If an editor invests 2 minutes authoring prompt guidance, the publisher spends $1.20 to $1.60 (equivalent to the cost of ~10 new articles or ~20 article rerolls), and the editor's guidance potentially pollutes the carefully-tuned prompt associated with the rubric.

When Aligned, Send It

Consensus opinion is also used as an automatic publishing signal. An article whose rating exceeds 3.2 stars, for example, is considered "good enough", and its image and content are pushed to Wordpress.

There is no explicit "publish" button, and that's by design—the HITL is a consensus tool. It works fine for single-party publishing, however, as a single party is simply assigned an elevated role, giving their single votes enough weight to drive reroll and publish behaviors with a single action.

Infinite Scroll

A final HITL UI optimization is infinite scroll.
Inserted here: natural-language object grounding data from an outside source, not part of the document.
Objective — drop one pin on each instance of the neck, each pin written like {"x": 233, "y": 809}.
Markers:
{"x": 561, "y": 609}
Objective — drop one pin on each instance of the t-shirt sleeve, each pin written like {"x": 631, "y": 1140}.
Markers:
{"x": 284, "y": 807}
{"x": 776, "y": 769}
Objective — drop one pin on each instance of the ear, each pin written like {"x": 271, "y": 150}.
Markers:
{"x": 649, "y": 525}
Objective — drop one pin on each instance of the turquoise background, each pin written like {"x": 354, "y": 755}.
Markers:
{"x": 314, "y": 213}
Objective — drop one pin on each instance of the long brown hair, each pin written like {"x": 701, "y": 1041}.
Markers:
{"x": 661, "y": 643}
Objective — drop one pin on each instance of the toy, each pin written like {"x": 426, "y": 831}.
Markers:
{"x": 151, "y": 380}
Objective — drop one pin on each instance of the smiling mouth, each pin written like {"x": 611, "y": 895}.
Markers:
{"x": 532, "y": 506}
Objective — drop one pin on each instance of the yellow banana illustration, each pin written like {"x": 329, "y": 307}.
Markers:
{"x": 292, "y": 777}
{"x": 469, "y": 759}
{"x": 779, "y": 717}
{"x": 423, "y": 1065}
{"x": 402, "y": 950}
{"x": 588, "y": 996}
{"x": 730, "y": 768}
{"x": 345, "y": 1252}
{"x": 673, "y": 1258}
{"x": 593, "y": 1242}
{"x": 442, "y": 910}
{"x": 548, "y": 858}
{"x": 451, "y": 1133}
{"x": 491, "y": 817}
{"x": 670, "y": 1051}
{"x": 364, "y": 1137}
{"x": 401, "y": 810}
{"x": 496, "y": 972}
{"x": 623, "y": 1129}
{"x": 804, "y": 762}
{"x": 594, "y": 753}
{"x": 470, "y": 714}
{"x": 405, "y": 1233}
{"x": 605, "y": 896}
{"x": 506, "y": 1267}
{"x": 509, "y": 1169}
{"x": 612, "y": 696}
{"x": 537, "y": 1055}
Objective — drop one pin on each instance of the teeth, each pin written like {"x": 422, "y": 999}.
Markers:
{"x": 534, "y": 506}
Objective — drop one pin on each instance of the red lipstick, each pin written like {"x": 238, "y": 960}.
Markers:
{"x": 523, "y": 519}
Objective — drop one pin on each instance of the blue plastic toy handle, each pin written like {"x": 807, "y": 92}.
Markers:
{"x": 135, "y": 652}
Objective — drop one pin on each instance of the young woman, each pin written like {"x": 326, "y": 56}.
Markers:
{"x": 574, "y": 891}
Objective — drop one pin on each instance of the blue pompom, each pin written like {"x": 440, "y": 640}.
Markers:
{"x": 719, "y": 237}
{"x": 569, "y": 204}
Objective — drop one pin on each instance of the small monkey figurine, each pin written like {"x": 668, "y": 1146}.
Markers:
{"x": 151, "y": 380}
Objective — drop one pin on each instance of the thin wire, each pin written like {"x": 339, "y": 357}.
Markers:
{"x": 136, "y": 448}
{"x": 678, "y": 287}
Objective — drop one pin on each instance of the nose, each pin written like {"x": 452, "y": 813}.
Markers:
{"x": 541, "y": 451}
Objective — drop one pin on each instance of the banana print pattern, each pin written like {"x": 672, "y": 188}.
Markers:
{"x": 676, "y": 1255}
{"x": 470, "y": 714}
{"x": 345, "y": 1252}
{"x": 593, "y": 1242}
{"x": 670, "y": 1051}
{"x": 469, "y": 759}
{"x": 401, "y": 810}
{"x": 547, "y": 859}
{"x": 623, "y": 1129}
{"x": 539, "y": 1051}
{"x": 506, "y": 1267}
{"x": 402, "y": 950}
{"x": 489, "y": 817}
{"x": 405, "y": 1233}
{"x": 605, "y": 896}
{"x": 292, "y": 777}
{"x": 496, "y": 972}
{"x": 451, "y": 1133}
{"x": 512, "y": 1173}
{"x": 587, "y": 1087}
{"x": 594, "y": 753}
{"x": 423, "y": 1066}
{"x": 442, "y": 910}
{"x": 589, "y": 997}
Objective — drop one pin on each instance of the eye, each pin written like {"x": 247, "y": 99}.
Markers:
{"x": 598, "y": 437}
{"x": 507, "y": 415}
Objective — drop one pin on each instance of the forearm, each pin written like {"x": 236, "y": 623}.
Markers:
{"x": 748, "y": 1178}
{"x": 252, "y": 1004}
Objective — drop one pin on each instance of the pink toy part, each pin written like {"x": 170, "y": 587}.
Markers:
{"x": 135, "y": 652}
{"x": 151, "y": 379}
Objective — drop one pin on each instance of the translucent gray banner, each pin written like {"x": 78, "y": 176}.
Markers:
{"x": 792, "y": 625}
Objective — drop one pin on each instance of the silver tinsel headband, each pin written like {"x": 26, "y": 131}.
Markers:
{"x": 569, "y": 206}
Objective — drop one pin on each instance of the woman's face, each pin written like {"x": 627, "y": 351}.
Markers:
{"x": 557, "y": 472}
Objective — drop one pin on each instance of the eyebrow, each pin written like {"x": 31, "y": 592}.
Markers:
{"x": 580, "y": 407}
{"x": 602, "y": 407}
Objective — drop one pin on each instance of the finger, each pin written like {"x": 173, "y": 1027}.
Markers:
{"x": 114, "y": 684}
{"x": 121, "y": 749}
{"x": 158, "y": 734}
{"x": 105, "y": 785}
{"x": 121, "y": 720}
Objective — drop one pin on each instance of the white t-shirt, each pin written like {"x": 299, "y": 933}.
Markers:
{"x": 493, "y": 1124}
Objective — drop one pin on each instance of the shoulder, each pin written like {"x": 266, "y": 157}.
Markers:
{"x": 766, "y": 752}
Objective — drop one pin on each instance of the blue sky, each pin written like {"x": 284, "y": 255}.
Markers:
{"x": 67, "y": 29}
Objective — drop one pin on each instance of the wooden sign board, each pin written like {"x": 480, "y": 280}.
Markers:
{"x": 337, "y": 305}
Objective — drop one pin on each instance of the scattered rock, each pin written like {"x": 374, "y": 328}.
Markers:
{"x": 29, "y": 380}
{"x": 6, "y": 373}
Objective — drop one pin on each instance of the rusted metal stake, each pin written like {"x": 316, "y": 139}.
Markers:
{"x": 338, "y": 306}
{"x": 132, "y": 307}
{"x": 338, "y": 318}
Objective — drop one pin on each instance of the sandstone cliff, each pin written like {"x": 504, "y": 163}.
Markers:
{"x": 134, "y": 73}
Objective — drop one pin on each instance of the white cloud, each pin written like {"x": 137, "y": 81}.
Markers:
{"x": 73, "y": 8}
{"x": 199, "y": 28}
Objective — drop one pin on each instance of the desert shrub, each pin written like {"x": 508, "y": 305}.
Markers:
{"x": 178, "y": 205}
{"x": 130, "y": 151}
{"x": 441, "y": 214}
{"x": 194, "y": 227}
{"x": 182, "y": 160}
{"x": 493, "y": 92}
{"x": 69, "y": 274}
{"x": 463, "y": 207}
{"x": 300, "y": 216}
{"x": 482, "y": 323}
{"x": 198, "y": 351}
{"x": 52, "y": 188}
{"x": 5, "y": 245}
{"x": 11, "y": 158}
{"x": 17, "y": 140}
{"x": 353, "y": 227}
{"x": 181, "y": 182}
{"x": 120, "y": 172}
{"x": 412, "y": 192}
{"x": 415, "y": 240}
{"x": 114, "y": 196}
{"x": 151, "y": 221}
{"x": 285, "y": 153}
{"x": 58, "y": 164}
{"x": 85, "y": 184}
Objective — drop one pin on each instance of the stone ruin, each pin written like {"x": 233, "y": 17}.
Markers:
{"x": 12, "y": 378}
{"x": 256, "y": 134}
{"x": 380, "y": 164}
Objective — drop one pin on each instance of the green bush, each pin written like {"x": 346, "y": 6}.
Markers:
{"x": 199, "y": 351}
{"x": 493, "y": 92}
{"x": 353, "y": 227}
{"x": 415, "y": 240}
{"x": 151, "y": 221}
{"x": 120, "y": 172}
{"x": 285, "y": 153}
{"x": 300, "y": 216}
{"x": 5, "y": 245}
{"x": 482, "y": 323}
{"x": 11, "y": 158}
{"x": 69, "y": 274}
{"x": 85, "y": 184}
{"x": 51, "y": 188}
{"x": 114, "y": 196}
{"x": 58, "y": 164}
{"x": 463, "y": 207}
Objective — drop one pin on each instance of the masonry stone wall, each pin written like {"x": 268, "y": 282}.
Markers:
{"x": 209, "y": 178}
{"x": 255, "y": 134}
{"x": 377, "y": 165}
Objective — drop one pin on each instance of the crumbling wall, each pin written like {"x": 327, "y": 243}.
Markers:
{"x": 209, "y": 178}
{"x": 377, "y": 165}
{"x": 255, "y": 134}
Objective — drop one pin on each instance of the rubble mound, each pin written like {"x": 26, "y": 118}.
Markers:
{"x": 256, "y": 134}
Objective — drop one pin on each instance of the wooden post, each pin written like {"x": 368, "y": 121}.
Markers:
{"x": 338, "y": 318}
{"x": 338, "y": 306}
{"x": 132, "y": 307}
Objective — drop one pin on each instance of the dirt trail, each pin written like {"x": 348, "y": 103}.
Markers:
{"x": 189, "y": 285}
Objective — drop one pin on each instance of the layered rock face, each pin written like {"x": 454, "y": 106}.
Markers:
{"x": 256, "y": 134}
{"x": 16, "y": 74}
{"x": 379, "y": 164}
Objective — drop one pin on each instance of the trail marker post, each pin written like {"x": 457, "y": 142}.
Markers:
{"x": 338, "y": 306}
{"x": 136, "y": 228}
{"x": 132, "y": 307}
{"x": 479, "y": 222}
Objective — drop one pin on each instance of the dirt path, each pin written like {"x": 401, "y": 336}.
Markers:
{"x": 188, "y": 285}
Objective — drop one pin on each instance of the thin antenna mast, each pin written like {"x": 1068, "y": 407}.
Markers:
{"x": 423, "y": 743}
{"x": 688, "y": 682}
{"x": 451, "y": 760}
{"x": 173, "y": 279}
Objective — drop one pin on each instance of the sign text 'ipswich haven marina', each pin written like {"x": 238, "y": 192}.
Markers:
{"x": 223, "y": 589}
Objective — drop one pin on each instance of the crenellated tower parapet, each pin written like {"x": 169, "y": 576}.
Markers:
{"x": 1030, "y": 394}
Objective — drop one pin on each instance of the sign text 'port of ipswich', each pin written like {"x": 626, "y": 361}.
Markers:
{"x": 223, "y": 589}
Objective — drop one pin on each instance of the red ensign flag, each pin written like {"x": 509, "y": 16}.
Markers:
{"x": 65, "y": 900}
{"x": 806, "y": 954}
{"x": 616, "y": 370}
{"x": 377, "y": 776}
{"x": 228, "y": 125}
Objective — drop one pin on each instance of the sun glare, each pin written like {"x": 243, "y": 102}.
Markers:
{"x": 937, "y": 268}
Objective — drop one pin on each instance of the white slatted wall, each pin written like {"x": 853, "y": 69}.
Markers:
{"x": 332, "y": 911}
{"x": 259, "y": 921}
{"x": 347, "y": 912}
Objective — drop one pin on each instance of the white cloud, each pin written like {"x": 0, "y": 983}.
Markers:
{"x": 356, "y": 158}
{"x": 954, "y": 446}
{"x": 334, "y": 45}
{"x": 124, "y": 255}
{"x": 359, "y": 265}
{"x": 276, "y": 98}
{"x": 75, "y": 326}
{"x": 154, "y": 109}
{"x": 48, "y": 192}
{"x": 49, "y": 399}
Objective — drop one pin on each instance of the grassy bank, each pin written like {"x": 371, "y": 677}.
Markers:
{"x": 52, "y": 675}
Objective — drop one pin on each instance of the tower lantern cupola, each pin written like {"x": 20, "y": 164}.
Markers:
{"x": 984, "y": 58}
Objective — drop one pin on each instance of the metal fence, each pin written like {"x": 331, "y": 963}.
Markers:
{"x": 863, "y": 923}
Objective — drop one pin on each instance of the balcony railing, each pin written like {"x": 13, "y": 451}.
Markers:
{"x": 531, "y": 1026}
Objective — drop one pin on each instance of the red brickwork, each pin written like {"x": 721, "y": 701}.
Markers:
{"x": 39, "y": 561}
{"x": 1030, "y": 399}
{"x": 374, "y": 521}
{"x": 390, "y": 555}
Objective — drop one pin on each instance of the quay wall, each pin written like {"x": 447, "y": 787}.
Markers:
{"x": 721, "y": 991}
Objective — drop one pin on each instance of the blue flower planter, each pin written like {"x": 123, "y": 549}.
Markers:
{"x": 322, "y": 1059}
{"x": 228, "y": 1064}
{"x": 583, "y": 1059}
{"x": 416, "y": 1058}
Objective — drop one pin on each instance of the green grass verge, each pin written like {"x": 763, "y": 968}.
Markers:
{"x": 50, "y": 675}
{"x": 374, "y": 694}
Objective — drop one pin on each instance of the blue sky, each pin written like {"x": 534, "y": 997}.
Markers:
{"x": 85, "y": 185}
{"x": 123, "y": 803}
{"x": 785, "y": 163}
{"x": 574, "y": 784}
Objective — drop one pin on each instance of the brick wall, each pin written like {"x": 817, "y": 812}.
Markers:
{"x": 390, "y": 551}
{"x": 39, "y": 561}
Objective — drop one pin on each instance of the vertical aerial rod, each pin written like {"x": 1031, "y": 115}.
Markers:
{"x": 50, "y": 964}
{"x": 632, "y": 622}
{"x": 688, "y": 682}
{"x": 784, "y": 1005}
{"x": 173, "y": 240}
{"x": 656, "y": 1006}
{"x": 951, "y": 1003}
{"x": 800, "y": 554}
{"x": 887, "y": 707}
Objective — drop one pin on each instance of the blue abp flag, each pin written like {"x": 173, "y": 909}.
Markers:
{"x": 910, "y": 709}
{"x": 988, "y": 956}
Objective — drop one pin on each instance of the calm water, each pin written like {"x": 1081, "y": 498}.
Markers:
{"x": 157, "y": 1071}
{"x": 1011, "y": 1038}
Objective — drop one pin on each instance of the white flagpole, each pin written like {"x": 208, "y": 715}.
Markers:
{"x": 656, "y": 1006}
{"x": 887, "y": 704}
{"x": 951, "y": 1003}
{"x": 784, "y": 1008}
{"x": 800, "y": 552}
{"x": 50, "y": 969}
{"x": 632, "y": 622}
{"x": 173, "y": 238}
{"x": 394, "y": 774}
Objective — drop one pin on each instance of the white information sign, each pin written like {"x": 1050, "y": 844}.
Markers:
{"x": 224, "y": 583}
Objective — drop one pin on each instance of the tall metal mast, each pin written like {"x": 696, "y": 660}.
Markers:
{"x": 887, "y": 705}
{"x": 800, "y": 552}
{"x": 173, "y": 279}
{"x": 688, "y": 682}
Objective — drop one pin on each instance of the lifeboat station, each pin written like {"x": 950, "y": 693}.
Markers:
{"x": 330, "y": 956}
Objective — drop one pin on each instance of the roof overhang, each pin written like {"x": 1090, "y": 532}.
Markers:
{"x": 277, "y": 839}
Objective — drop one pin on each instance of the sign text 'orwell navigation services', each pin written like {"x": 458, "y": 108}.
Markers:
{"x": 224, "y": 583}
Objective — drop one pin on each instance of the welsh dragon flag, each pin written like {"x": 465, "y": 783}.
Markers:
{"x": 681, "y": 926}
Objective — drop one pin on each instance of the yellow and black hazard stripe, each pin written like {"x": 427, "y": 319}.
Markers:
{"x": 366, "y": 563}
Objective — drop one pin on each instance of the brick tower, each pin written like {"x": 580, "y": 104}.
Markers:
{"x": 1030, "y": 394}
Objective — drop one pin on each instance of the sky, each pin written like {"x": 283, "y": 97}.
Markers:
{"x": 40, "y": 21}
It works great for social media, and it works well here too.

This feature allows an editor to instantly see a set number of recent or still-generating articles, then "scroll back" in time to automatically load and rate articles generated earlier.

Infinite scroll also plays well with filters, which can be used to exclude or include loaded article cards by category and tag, without removing them from the DOM.

Takeaway

Alongside pipeline orchestration, prompt design, LLM response processing, and data optimization, applied Generative AI presents novel user interface challenges to integrate human judgement and review into scaled workflows.

Solving these problems effectively isn't just a matter of designing a dashboard. It requires exploring how teams and individuals work in an AI context, and creating tools that integrate machine intelligence while preserving human judgement and expertise.